This morning’s news contained an op-ed in the Daily Camera out of Boulder, CO, concerning the decision of the Denver Museum of Nature and Science to relax its rules on CCW and allow armed visitors to stroll through the museum’s halls.  The decision, according to the Museum, was made to bring the DMNS into compliance with Colorado’s concealed-carry law, passed in 2003, which gives state residents the right to take their personal weapons into most public spaces, although CCW is not allowed in schools.

denver              Want to know the most bizarre statement of all coming out of this mess?  According to the op-ed, authored by three leaders of Colorado GVP groups, a spokesperson for the Museum, Maureen O’Neal, defended the new policy by stating that a ‘deciding factor” was the desire of the Museum to keep its visitors “safe during the holiday season.” Does this woman have any idea how dumb she is?  Does the Museum have any idea that someone so stupid is actually speaking on behalf of an institution where education takes place?

And make no mistake about it – the Denver Museum, like all natural history museums, is first and foremost an educational institution, not just in terms of how exhibits are developed and displayed, but by the character and numbers of their visitors who, more often than not, are children from surrounding schools.  My children were all educated in New York City public schools and they all made frequent class trips to the Museum of Natural History (founded by Teddy Roosevelt’s father) located on Manhattan’s Central Park West.  I know about these trips because I often accompanied my kid’s class as a parent-chaperone, and not a single visit occurred without the children spending time in the educational area being given a lesson by a member of the Museum’s education staff.

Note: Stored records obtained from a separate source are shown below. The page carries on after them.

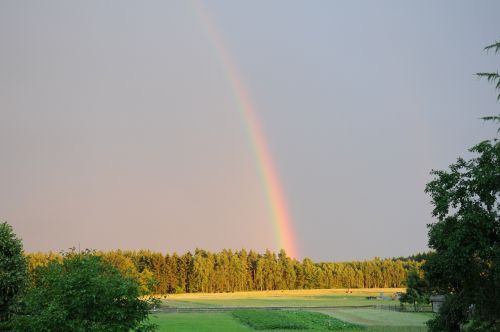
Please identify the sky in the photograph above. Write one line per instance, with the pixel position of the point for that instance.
(121, 125)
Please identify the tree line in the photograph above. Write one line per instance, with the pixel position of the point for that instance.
(230, 271)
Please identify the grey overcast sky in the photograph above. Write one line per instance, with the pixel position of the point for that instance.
(118, 126)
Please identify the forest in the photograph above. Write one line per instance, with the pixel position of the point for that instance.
(230, 271)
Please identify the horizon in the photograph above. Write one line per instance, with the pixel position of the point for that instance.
(176, 126)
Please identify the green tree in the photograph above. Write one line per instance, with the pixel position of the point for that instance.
(83, 293)
(417, 290)
(13, 270)
(466, 237)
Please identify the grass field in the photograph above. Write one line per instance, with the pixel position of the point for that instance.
(369, 319)
(288, 298)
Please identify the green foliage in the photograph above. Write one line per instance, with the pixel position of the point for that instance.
(417, 290)
(82, 293)
(13, 270)
(466, 237)
(292, 320)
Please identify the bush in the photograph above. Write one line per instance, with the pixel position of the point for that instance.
(83, 293)
(13, 270)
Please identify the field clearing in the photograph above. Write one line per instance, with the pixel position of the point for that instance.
(282, 298)
(371, 319)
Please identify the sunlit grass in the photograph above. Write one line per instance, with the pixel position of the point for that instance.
(287, 298)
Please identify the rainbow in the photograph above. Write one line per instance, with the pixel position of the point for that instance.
(275, 197)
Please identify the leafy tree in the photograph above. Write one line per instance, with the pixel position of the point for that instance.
(466, 238)
(416, 290)
(13, 270)
(83, 293)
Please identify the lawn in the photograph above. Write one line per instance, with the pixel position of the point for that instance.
(288, 298)
(370, 319)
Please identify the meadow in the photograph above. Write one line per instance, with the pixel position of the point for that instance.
(305, 310)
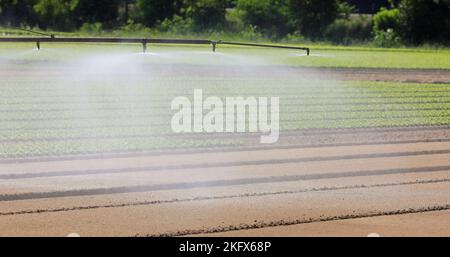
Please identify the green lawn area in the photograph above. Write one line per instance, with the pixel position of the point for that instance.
(70, 99)
(322, 56)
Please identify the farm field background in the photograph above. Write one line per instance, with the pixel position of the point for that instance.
(86, 133)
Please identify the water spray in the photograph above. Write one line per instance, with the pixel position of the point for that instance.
(144, 41)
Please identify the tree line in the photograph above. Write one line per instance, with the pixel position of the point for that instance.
(405, 21)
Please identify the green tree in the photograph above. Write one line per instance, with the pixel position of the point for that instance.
(57, 14)
(154, 11)
(104, 11)
(208, 14)
(269, 16)
(17, 12)
(425, 21)
(312, 17)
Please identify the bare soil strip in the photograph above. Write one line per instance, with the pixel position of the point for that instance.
(428, 224)
(209, 198)
(213, 216)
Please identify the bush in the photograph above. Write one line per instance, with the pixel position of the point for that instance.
(312, 17)
(57, 14)
(155, 11)
(387, 39)
(356, 29)
(208, 14)
(92, 28)
(385, 20)
(423, 21)
(268, 16)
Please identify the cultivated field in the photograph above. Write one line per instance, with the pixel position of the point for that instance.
(86, 145)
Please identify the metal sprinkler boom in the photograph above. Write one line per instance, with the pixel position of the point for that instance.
(143, 41)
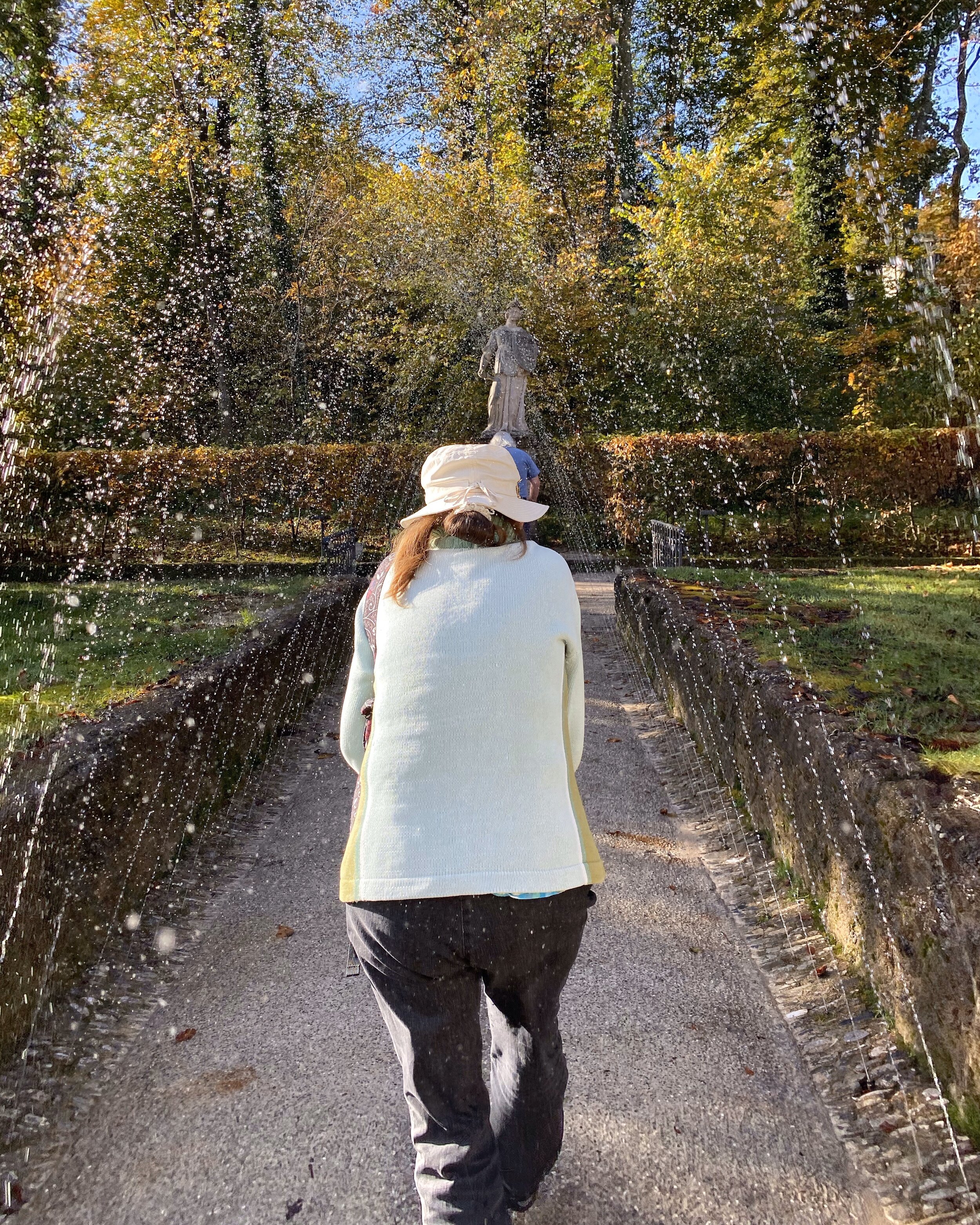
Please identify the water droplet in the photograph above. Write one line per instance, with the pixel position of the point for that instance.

Think it’s any different at the Denver Museum?  Take a look at their education website, which contains all kinds of resources for teachers and students, and note the 2014 Annual Report which claims that the Museum served as a resource that year for 299,000 teachers and kids.  Total attendance in 2014 was 1.4 million, which means that the educational component of the operation served the needs of more than one-fifth of the total number of visitors who walked through the Museum’s doors.

So when we talk about this museum and its role in the educational environment of Denver and surrounding communities, we’re not talking about Old Macdonald’s Farm. We’re talking about an institution that provides a needed educational component for school-age kids.  The fact is that when schoolchildren and teachers walk into that museum to study the exhibits and listen to a staff member explain what’s going on, they are as much in a classroom as they would be if they were sitting in their own school.

All that is needed is to classify the museum as constituting part of a school which is engaging in distance learning but is offering educational resources that kids receive when they are in class. Obviously, the Colorado legislators who voted for CCW did not believe that armed civilians enhanced school security – so let’s just slightly enlarge the definition of what constitutes a ‘school.’

By creating a gun-free zone, the particular institution is saying that bringing a gun into the area does not enhance safety or security at all. And despite the contrary statement by the Museum’s spokeswoman, there is absolutely no credible evidence pointing to an enhancement of public safety in areas where civilians can walk around armed. The claim that armed citizens protect us from millions of crimes each year is nonsense, and anecdotal evidence simply cannot overcome the fact that virtually all gun homicides occur in places where people own or have access to guns. The NRA is determined to root out gun-free zones because this makes gun ownership more accepted as a normal state of affairs. And right now the Denver Museum is going along with their plan.